Sites & cities that bear the name of Anemospilia


Today in : Greece
First trace of activity : ca. 18th century B.C.E
Last trace of activity : ca. 18th century B.C.E
Recorded names : τα Ανεμόσπηλια

Description : Anemospilia (Greek: τα Ανεμόσπηλια) is the archaeological site of an ancient Minoan temple on Crete. The temple is located on the northern end of Mount Juktas. Modern Heraklion can be seen from the site. The site is in the country side near Arkhanes, about 7 kilometers from Knossos on the Island of Crete. It was on a hillside facing north towards the palace complexes of Knossos.
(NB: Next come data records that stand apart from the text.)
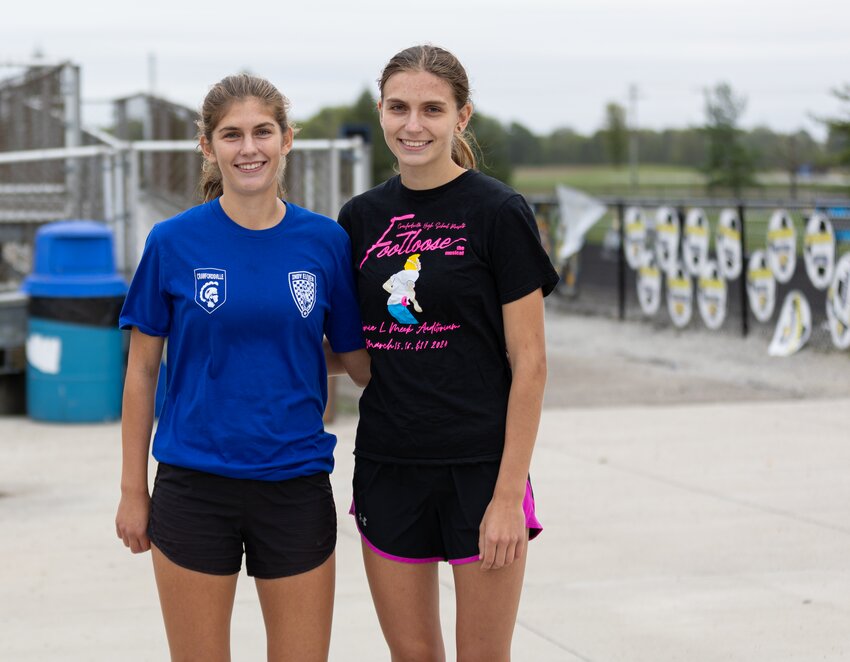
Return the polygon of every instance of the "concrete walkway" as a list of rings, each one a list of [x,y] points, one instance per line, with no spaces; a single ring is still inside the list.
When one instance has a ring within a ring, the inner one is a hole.
[[[520,662],[850,659],[850,397],[548,409]],[[345,514],[331,659],[388,660]],[[149,555],[115,538],[119,426],[0,418],[0,660],[166,660]],[[443,578],[446,643],[453,638]],[[240,580],[233,659],[264,659]],[[449,654],[449,659],[453,659]]]

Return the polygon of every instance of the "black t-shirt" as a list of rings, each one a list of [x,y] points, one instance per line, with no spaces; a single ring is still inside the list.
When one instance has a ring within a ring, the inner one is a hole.
[[[511,385],[502,305],[558,281],[524,198],[474,170],[425,191],[394,177],[346,203],[339,223],[372,357],[355,453],[499,459]]]

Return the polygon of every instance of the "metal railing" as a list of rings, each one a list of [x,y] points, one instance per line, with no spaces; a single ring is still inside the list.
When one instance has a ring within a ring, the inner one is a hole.
[[[76,190],[54,181],[57,163],[72,164]],[[129,273],[150,225],[198,202],[200,164],[193,140],[104,136],[99,145],[0,152],[0,173],[4,167],[26,173],[26,182],[0,183],[0,241],[31,241],[49,221],[101,220],[113,229],[117,263]],[[296,140],[286,182],[293,202],[335,217],[369,186],[368,147],[359,137]]]

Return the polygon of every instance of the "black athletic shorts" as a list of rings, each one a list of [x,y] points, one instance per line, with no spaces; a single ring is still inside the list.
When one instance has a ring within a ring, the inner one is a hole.
[[[455,465],[384,464],[357,457],[351,514],[365,544],[404,563],[478,560],[478,533],[493,498],[498,462]],[[531,482],[523,501],[529,537],[543,527]]]
[[[336,546],[330,478],[249,480],[160,464],[148,536],[177,565],[211,575],[239,572],[243,551],[252,577],[307,572]]]

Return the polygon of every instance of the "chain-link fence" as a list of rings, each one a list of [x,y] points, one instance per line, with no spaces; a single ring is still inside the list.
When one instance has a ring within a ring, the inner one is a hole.
[[[14,70],[11,70],[14,71]],[[65,147],[65,66],[27,67],[0,86],[0,151]],[[3,181],[6,179],[4,173]]]
[[[93,142],[80,126],[77,66],[0,64],[6,74],[0,84],[0,153],[30,154],[0,163],[0,241],[26,243],[40,223],[102,213],[96,190],[102,164],[79,160],[81,153],[73,151]],[[71,150],[69,158],[52,158],[57,149]]]
[[[72,218],[112,226],[129,275],[151,225],[200,201],[197,113],[139,94],[114,102],[110,132],[83,129],[76,66],[19,69],[0,82],[0,282],[14,287],[29,271],[40,225]],[[369,172],[369,148],[359,138],[296,140],[287,197],[335,217],[368,188]]]
[[[530,202],[558,237],[557,200]],[[790,309],[799,321],[792,331],[808,346],[850,344],[846,325],[832,314],[848,297],[842,269],[850,268],[850,256],[841,257],[850,255],[850,200],[602,202],[605,214],[582,249],[558,265],[567,309],[685,331],[756,334],[766,346],[781,335],[778,327],[788,327],[783,311]],[[555,255],[557,241],[551,243]]]
[[[368,186],[368,153],[359,138],[296,141],[286,171],[287,198],[335,217]],[[104,221],[128,272],[153,223],[199,202],[201,157],[194,141],[139,141],[69,149],[0,152],[0,242],[31,244],[35,230],[59,219]],[[74,187],[57,171],[74,172]],[[7,265],[8,266],[8,265]],[[15,265],[27,273],[28,264]]]
[[[147,94],[115,102],[115,137],[142,153],[138,186],[175,212],[199,202],[201,155],[197,112]],[[368,186],[369,153],[357,139],[298,140],[287,157],[286,194],[296,204],[335,217]]]

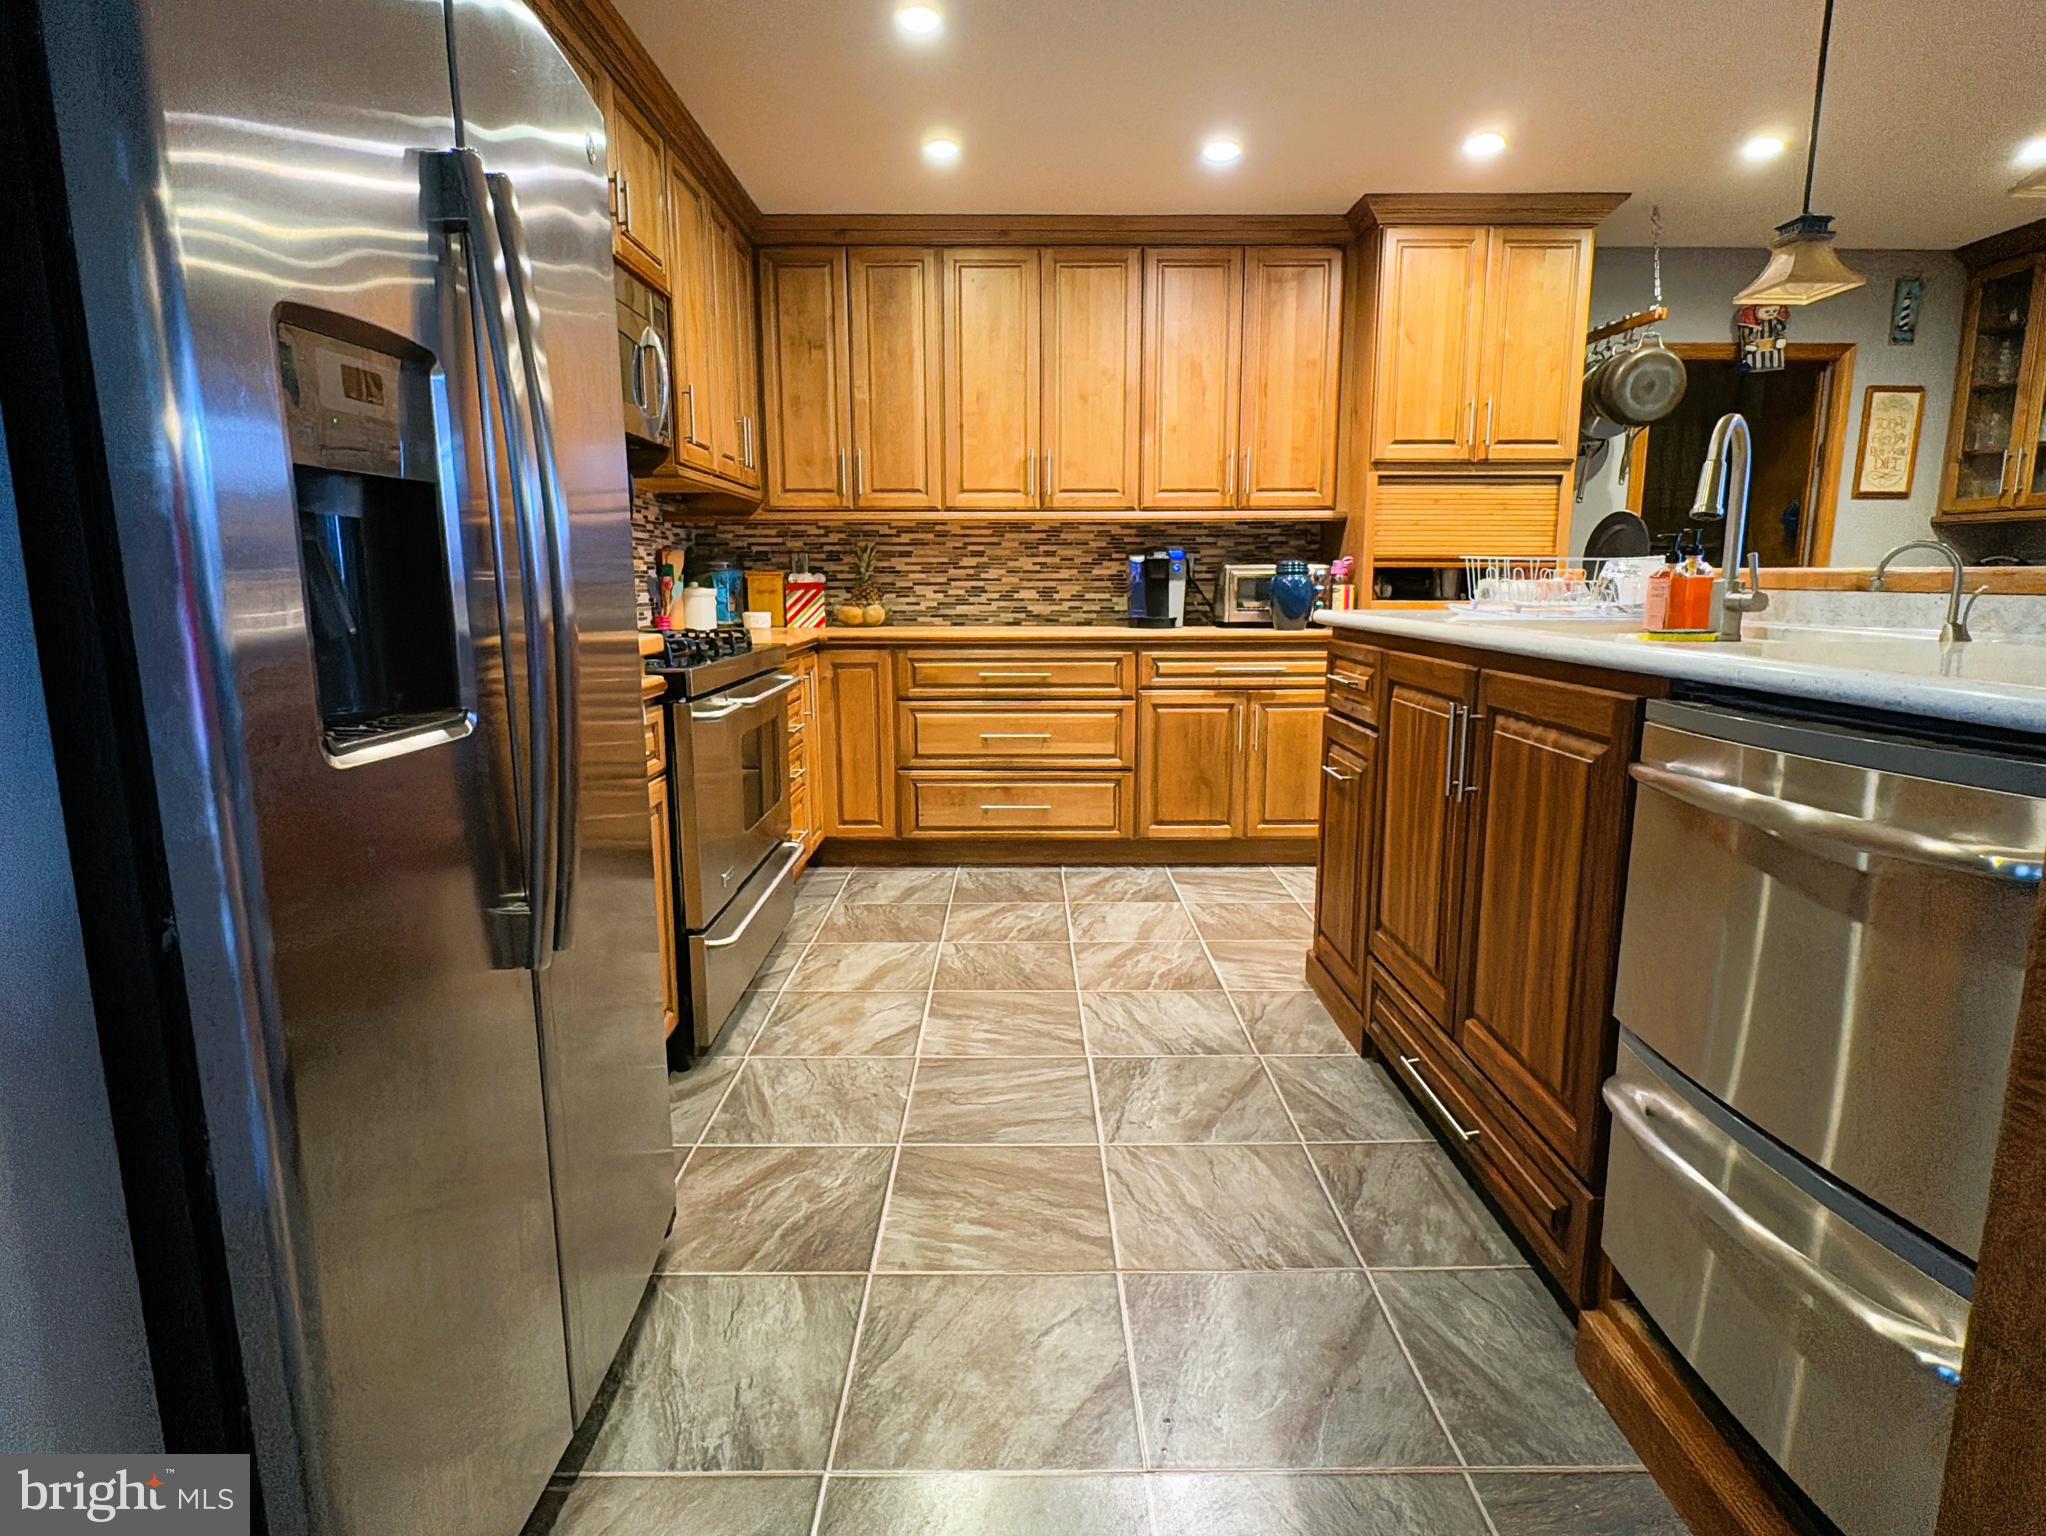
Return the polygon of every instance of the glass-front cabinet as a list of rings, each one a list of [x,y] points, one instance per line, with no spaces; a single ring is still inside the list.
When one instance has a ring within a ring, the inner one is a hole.
[[[1940,510],[2046,511],[2046,253],[1975,274]]]

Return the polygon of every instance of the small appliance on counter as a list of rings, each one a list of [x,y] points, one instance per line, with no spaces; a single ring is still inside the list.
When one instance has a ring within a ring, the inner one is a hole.
[[[1298,565],[1316,591],[1328,585],[1329,568],[1319,561],[1287,561]],[[1270,624],[1273,621],[1272,581],[1279,567],[1272,565],[1225,565],[1215,592],[1217,624]],[[1303,618],[1304,622],[1304,618]]]
[[[1141,629],[1172,629],[1186,622],[1186,589],[1193,580],[1193,556],[1160,549],[1129,557],[1130,623]]]

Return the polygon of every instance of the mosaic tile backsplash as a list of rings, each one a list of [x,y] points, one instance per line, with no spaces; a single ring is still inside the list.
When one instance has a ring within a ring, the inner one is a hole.
[[[829,601],[852,580],[853,546],[880,546],[877,580],[892,624],[1115,624],[1126,614],[1127,557],[1177,545],[1192,553],[1194,578],[1214,590],[1216,570],[1237,561],[1319,560],[1328,523],[891,523],[844,514],[815,522],[679,523],[659,499],[632,503],[632,554],[640,623],[651,623],[645,576],[653,552],[688,546],[707,560],[786,571],[789,557],[810,557]],[[1189,614],[1189,618],[1194,615]],[[1205,620],[1205,612],[1199,615]]]

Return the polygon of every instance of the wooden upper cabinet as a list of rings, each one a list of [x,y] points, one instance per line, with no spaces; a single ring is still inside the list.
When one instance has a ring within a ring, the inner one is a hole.
[[[1321,805],[1319,688],[1253,693],[1243,835],[1312,837]]]
[[[711,363],[718,397],[717,473],[760,486],[760,344],[753,286],[753,247],[722,220],[715,226],[711,296]]]
[[[1379,721],[1378,889],[1372,956],[1447,1039],[1463,849],[1453,793],[1458,725],[1477,670],[1388,652]]]
[[[843,506],[850,419],[845,252],[763,251],[760,321],[767,500],[777,507]]]
[[[717,468],[715,347],[717,263],[723,247],[710,199],[679,168],[668,178],[669,265],[674,279],[675,458],[692,469]]]
[[[855,249],[852,455],[846,505],[929,508],[943,492],[938,429],[938,253]]]
[[[1236,503],[1243,252],[1144,253],[1143,505]]]
[[[1239,506],[1335,505],[1342,288],[1340,250],[1247,253]]]
[[[945,505],[1037,505],[1035,250],[944,253]]]
[[[1577,456],[1590,311],[1590,230],[1492,231],[1479,348],[1479,458]]]
[[[1586,1176],[1612,1007],[1610,968],[1588,957],[1616,942],[1636,707],[1487,671],[1471,717],[1457,1044]]]
[[[613,246],[619,260],[666,288],[668,170],[660,132],[617,90],[610,92],[605,130],[611,148]]]
[[[1379,253],[1372,457],[1468,459],[1477,436],[1483,229],[1388,229]]]
[[[1044,253],[1044,469],[1052,508],[1137,504],[1143,255]]]

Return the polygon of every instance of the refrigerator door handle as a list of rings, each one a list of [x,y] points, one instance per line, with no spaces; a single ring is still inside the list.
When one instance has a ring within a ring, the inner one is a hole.
[[[541,475],[529,451],[533,427],[529,415],[532,401],[527,395],[531,370],[512,366],[514,336],[508,324],[513,312],[509,263],[498,238],[498,225],[491,213],[490,189],[483,162],[471,149],[436,150],[423,155],[424,174],[434,222],[459,230],[469,258],[470,302],[482,319],[483,338],[489,351],[489,376],[479,382],[496,397],[504,424],[505,453],[511,470],[512,514],[518,528],[519,579],[525,601],[533,610],[525,626],[527,723],[529,747],[526,753],[525,865],[526,902],[531,929],[526,936],[525,964],[544,970],[552,959],[554,933],[555,805],[559,795],[556,778],[558,736],[554,728],[553,700],[558,694],[554,675],[554,615],[547,593],[549,539],[541,523]],[[479,371],[483,360],[478,359]]]
[[[504,271],[511,300],[512,321],[518,332],[519,355],[525,364],[526,393],[532,402],[529,418],[535,467],[540,478],[540,509],[547,535],[549,592],[548,632],[554,642],[554,755],[555,814],[553,871],[554,922],[551,934],[542,929],[556,949],[566,949],[573,938],[575,879],[581,852],[578,822],[582,814],[581,754],[577,714],[582,702],[581,679],[577,675],[579,634],[575,617],[574,573],[569,570],[568,497],[561,488],[560,462],[554,453],[554,411],[549,401],[545,368],[547,345],[540,333],[540,309],[533,302],[526,259],[526,229],[519,219],[518,195],[511,178],[492,172],[484,178],[497,223],[498,243],[504,252]],[[655,337],[655,346],[660,338]],[[662,395],[665,401],[668,360],[665,349],[656,356],[661,362]],[[666,415],[665,404],[662,407]]]

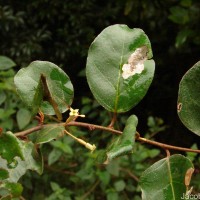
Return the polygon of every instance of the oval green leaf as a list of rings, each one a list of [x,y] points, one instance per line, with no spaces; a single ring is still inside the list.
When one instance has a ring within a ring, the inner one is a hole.
[[[186,194],[186,172],[192,162],[182,155],[159,160],[145,170],[140,178],[143,200],[177,200]]]
[[[44,88],[41,77],[45,79],[48,88]],[[34,112],[40,107],[44,114],[56,114],[55,106],[52,106],[48,98],[51,98],[60,113],[68,110],[72,103],[73,86],[69,77],[51,62],[32,62],[27,68],[19,70],[14,82],[19,96]],[[47,89],[50,97],[44,96]]]
[[[200,136],[200,61],[190,68],[179,84],[178,116],[193,133]]]
[[[31,113],[25,108],[20,108],[17,112],[17,124],[20,130],[25,128],[31,120]]]
[[[64,126],[48,125],[34,134],[34,143],[43,144],[63,136]]]
[[[7,70],[16,66],[16,64],[6,56],[0,56],[0,70]]]
[[[127,79],[122,77],[122,67],[129,57],[141,47],[147,52],[144,70]],[[151,44],[141,29],[126,25],[113,25],[104,29],[90,46],[86,76],[97,101],[112,112],[126,112],[145,96],[154,76],[155,63]]]

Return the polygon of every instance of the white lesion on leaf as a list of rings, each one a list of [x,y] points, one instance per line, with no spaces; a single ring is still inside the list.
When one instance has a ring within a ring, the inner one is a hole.
[[[134,74],[141,74],[144,70],[144,62],[147,60],[148,48],[137,48],[128,58],[128,64],[122,66],[122,77],[127,79]]]

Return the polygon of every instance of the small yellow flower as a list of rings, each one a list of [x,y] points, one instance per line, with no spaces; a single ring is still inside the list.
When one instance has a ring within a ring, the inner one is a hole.
[[[69,116],[74,116],[74,117],[85,117],[85,115],[79,115],[79,109],[73,109],[70,108],[70,113]]]
[[[66,124],[75,121],[78,117],[85,117],[85,115],[79,115],[79,109],[70,108],[69,117],[66,120]]]

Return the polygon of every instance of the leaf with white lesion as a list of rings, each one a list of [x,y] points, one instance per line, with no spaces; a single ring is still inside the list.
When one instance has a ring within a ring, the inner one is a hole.
[[[115,113],[129,111],[145,96],[155,63],[141,29],[116,24],[92,42],[86,66],[89,87],[97,101]]]
[[[135,74],[141,74],[144,70],[144,62],[147,60],[148,48],[137,48],[129,57],[128,64],[122,66],[122,77],[127,79]]]

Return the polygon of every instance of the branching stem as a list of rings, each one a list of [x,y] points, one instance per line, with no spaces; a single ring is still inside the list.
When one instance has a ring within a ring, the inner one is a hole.
[[[52,125],[52,124],[38,125],[36,127],[30,128],[28,130],[15,133],[15,136],[25,137],[25,136],[27,136],[27,135],[35,132],[35,131],[41,130],[42,128],[48,127],[50,125]],[[83,123],[83,122],[76,122],[76,121],[72,121],[72,122],[69,122],[67,124],[66,123],[55,123],[54,125],[66,126],[66,127],[67,126],[81,126],[81,127],[88,128],[89,130],[98,129],[98,130],[108,131],[108,132],[111,132],[111,133],[117,134],[117,135],[122,134],[121,131],[118,131],[118,130],[115,130],[115,129],[112,129],[112,128],[109,128],[109,127],[104,127],[104,126],[99,126],[99,125],[89,124],[89,123]],[[164,150],[176,150],[176,151],[200,153],[200,150],[198,150],[198,149],[189,149],[189,148],[184,148],[184,147],[168,145],[168,144],[164,144],[164,143],[160,143],[160,142],[156,142],[156,141],[153,141],[153,140],[149,140],[149,139],[140,137],[138,132],[136,134],[136,140],[141,142],[141,143],[146,143],[146,144],[151,144],[151,145],[157,146],[157,147],[162,148]]]

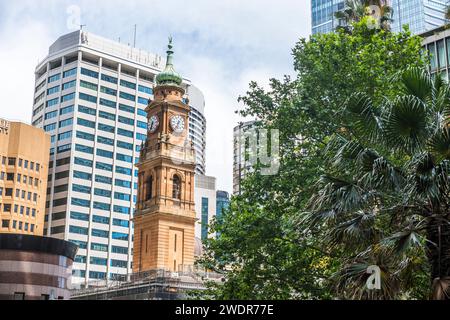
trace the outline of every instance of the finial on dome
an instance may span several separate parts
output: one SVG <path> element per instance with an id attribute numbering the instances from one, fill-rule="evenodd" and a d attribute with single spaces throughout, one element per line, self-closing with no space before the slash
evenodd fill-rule
<path id="1" fill-rule="evenodd" d="M 181 85 L 183 78 L 177 73 L 173 67 L 173 38 L 169 37 L 169 44 L 167 45 L 167 61 L 163 72 L 156 76 L 157 85 Z"/>

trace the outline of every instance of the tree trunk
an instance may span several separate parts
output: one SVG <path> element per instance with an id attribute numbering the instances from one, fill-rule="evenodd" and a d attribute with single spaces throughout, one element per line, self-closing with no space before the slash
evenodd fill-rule
<path id="1" fill-rule="evenodd" d="M 450 300 L 450 224 L 444 217 L 431 218 L 427 226 L 427 257 L 434 300 Z"/>

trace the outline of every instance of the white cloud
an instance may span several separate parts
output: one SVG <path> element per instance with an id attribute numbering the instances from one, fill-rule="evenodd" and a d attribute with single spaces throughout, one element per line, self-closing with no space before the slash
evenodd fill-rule
<path id="1" fill-rule="evenodd" d="M 79 5 L 90 32 L 163 54 L 175 37 L 175 63 L 206 99 L 207 173 L 231 191 L 237 98 L 248 83 L 292 74 L 291 48 L 310 33 L 307 0 L 18 0 L 0 4 L 0 117 L 29 122 L 34 69 L 68 33 L 66 9 Z"/>

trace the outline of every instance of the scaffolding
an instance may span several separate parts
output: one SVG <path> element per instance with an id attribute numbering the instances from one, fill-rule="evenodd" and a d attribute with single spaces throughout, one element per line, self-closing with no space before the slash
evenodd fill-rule
<path id="1" fill-rule="evenodd" d="M 207 281 L 221 282 L 212 272 L 151 270 L 89 282 L 71 291 L 71 300 L 180 300 L 190 291 L 205 290 Z"/>

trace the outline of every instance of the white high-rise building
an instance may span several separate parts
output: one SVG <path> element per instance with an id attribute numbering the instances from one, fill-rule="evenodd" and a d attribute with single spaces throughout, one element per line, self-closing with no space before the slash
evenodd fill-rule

Various factors made archaeologists conclude that it was a temple. The site is in the countryside, Anemospilia means 'caves of the wind'. It is in the foothills of Mount Juktas, the legendary burial place of Zeus. Anemospilia was first excavated in 1979 by the Greek archaeologist Yannis Sakellarakis. The temple was destroyed by earthquake and fire around 1700 BC, about the same time as the destruction of the first palaces. The temple was found in a ruined state with stone walls only reaching hip height. Traces of ash and charcoal were found on the ground, and from this, one can postulate that the building was burnt down. Finds excavated from Anemospilia are at the Heraklion Archaeological Museum. The temple is set out with three chambers and one annex that leads into them, each chamber has something somewhat unusual about them inside it.